That's because Amazon.com (AMZN) long ago made this a commodity business. Telcos, Web hosts and even computer giants like IBM (IBM) and Hewlett-Packard (HPQ) are already looking in dismay at the shredding of their business plans resulting from Amazon's decision to price its service at cost, and focus on relentlessly pushing those costs down.
Besides, Google has been offering its Compute Engine for 18 months now, and even though it has called that a "preview period" it has already drawn some big names like message eraser Snapchat, invitation company eVite and Web site builder Wix to the offering.
The big news here is that Google is now offering a Service Level Agreement for its cloud, promising 99.95% up-time. Given the fact that Amazon has had repeated failures at its Virginia center, one of which knocked Netflix (NFLX) offline last Christmas Eve, that's a big deal.
Google is also claiming its cloud is easier to use, that it can get an application up and running in three minutes.
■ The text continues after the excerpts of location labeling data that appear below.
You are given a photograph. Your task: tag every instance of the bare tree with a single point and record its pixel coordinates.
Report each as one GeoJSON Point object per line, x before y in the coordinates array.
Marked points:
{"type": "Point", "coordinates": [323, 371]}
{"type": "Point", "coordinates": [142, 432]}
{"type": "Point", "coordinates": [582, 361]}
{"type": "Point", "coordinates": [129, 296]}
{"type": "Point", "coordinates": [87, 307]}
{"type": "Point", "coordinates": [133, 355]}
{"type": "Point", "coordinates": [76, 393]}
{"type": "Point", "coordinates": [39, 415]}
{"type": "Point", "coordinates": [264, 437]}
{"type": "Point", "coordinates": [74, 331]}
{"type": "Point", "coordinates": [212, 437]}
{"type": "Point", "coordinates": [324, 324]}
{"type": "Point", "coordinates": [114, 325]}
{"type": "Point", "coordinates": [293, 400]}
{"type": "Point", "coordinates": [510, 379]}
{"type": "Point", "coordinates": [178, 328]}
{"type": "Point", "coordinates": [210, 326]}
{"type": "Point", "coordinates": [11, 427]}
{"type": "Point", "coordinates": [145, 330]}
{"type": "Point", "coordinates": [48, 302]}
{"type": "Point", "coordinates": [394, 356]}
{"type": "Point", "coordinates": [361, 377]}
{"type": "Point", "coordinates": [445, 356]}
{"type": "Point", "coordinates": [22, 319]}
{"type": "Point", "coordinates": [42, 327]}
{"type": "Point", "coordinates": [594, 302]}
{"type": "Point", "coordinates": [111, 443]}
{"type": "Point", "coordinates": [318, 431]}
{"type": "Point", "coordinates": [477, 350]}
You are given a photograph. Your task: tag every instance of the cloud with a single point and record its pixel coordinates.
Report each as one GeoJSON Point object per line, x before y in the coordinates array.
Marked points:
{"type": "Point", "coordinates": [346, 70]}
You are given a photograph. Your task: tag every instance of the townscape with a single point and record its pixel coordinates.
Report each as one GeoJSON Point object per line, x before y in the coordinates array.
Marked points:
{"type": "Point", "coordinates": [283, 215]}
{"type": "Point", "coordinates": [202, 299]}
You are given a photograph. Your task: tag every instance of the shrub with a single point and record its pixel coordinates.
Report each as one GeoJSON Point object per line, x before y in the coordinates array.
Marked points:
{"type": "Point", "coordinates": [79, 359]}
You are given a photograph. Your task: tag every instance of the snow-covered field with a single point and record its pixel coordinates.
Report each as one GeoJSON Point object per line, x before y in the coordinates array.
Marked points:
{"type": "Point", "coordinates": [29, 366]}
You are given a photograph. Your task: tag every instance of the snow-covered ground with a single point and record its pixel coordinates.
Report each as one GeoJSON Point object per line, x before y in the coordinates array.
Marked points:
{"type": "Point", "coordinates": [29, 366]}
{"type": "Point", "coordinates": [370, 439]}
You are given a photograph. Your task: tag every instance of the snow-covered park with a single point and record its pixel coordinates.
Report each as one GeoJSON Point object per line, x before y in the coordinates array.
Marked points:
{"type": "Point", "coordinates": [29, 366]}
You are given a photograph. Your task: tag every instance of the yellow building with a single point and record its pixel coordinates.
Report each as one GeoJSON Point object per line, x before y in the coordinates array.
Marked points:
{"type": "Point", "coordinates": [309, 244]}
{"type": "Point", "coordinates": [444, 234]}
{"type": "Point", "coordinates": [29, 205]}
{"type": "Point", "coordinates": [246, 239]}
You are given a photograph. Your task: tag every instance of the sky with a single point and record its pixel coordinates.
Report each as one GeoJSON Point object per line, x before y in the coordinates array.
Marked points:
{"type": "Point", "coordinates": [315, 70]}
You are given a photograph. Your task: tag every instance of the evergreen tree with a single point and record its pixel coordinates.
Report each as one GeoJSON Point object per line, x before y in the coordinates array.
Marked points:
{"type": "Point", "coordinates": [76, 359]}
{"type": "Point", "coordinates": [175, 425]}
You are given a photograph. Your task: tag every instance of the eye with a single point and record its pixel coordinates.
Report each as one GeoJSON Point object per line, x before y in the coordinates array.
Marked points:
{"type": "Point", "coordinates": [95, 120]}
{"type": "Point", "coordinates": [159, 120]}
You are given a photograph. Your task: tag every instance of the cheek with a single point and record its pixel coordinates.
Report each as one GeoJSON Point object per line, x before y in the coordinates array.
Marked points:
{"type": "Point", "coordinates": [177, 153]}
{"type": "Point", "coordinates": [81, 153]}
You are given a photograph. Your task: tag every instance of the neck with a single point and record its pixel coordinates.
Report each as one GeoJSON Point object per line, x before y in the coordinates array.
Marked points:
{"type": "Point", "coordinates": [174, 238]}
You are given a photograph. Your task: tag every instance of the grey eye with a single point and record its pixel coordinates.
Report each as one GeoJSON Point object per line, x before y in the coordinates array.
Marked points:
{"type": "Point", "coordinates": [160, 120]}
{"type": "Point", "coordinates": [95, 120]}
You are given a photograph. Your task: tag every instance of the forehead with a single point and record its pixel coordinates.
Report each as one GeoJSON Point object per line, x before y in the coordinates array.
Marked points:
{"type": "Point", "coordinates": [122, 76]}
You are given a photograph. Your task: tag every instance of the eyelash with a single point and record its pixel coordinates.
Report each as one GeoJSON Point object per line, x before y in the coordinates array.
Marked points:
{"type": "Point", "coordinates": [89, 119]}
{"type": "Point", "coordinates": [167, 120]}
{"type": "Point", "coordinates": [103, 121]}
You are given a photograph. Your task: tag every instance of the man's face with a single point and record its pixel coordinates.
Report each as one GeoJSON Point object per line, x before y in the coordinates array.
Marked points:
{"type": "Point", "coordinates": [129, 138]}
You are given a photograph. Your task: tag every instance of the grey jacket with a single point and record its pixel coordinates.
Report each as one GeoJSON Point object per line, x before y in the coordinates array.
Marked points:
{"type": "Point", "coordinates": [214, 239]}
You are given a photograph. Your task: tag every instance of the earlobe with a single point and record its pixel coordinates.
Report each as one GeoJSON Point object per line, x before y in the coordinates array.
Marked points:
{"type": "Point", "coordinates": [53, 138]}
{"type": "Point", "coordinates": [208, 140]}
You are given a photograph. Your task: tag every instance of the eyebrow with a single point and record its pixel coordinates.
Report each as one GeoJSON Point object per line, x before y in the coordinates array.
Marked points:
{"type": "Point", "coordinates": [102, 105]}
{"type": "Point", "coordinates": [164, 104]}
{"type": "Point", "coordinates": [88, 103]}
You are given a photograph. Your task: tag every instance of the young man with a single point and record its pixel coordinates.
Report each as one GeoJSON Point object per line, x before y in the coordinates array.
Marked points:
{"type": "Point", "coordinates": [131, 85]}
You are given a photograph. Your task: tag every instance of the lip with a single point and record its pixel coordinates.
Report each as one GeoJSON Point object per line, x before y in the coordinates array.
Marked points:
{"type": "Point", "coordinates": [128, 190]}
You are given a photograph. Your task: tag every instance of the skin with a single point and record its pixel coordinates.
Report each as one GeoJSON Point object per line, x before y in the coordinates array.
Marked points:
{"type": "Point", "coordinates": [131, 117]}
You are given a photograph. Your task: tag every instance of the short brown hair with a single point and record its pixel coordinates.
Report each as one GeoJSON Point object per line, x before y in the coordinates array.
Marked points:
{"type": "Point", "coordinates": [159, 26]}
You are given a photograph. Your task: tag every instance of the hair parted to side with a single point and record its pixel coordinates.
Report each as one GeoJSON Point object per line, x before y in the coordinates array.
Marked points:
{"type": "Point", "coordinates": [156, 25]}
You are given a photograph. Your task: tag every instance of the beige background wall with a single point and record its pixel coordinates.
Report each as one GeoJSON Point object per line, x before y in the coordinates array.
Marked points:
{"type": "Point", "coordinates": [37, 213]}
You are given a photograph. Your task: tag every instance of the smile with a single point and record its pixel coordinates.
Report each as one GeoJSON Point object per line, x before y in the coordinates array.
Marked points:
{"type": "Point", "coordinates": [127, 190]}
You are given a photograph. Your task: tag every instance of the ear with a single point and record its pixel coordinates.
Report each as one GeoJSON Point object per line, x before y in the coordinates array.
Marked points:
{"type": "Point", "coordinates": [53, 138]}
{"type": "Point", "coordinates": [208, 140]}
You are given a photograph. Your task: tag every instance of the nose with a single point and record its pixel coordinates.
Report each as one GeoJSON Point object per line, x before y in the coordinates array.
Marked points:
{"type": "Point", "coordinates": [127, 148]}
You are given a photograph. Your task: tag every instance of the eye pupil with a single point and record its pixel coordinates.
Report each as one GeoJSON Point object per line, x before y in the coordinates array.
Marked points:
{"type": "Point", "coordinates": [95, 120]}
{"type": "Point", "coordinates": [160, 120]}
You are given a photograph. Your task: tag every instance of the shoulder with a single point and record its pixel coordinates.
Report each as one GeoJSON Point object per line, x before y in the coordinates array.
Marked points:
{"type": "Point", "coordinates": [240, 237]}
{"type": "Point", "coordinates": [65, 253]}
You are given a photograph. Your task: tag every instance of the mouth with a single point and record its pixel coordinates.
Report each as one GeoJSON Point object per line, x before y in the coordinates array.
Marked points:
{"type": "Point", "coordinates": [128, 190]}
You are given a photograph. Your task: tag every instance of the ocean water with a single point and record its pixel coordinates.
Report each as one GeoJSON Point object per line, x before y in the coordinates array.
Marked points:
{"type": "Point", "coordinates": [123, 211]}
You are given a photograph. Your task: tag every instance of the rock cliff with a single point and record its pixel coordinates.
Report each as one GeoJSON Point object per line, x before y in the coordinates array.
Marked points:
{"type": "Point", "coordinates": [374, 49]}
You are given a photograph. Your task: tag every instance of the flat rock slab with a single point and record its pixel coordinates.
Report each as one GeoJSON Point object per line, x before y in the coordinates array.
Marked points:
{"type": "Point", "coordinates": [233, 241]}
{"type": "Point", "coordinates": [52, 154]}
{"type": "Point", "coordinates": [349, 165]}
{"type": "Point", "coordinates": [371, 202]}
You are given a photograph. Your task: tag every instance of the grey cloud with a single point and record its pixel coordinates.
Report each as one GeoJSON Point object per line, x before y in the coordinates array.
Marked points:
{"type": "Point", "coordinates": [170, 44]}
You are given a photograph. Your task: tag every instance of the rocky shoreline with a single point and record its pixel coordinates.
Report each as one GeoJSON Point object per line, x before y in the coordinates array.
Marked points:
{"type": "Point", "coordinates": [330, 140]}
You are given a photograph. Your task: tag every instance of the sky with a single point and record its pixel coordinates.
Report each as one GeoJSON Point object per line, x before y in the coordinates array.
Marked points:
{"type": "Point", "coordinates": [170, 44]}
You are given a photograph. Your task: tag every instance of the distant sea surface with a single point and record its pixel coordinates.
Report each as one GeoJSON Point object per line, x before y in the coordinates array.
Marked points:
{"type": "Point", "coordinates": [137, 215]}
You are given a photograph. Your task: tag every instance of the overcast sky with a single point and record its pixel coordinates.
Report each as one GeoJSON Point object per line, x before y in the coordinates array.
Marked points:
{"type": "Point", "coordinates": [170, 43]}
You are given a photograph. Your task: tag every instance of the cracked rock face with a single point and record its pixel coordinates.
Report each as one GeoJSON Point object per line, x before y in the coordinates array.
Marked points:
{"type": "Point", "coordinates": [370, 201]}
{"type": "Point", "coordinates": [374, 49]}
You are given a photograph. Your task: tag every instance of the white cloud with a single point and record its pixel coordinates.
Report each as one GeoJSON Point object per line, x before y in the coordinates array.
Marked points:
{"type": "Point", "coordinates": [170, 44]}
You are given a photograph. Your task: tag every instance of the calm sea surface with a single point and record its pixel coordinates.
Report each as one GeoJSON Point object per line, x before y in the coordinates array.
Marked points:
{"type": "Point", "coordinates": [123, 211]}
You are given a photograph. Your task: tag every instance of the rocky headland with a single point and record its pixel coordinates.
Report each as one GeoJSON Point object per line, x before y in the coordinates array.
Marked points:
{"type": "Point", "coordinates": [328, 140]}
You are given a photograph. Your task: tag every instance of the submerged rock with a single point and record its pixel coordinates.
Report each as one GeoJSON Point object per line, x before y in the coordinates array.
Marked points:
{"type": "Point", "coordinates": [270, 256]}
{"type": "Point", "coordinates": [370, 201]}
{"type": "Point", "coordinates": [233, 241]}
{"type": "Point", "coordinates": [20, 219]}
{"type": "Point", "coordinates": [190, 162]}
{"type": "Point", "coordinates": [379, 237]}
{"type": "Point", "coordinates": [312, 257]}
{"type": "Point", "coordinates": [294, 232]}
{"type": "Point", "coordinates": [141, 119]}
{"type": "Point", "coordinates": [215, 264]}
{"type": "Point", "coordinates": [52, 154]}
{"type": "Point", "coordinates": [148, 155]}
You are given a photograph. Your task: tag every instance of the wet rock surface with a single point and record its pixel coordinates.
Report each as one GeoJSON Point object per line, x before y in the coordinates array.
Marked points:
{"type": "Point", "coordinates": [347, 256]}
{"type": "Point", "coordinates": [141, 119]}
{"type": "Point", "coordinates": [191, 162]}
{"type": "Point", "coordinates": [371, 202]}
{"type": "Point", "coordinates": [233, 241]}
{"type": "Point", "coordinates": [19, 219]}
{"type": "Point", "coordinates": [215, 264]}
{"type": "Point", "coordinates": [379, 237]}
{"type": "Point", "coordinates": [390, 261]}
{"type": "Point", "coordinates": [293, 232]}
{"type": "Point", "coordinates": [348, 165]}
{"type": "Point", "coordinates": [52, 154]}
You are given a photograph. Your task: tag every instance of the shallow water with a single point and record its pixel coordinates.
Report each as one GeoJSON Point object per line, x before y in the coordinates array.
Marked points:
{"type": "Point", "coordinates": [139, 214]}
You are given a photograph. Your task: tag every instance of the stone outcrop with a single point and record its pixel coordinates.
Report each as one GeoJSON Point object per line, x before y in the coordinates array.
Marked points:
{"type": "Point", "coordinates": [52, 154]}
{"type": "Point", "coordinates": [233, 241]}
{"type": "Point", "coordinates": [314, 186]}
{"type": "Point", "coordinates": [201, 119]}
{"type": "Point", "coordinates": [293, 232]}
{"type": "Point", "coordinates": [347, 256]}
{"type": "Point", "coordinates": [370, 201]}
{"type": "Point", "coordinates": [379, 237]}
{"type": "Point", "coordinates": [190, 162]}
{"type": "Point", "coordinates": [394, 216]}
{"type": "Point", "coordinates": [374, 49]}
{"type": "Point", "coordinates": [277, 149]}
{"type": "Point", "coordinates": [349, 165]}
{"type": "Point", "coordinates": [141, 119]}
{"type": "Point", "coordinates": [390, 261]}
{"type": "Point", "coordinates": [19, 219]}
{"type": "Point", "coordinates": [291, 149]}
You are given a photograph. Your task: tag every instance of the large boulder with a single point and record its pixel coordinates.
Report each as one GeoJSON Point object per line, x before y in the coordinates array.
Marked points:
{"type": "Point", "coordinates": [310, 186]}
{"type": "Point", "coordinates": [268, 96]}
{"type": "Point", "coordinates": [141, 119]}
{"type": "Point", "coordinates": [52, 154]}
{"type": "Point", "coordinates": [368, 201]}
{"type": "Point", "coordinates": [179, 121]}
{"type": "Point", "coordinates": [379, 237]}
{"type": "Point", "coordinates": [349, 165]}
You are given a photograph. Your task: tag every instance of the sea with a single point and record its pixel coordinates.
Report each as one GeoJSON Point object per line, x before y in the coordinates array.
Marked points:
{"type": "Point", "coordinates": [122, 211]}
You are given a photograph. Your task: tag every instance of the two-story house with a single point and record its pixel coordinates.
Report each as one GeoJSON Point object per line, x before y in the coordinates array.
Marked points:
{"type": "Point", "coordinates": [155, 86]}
It has already built an impressive list of "service providers" around the service, what the market will see as re-sellers.
All of this means the present shake-out among cloud providers is only going to accelerate. It's no longer a question of supporting a particular infrastructure system because Cloudscaling makes OpenStack clouds compatible with Google, much as Eucalyptus makes private clouds compatible with Amazon.
We already know that price sells cloud. Amazon retained its market share lead in the third quarter, according to Synergy Research Group, and is now bigger than its four-largest rivals combined.
Synergy listed those main rivals as Google, Microsoft (MSFT), IBM -- which acquired SoftLayer to get that share -- and Salesforce.Com (CRM), whose Software as a Service offering is based on Oracle (ORCL) hardware and software.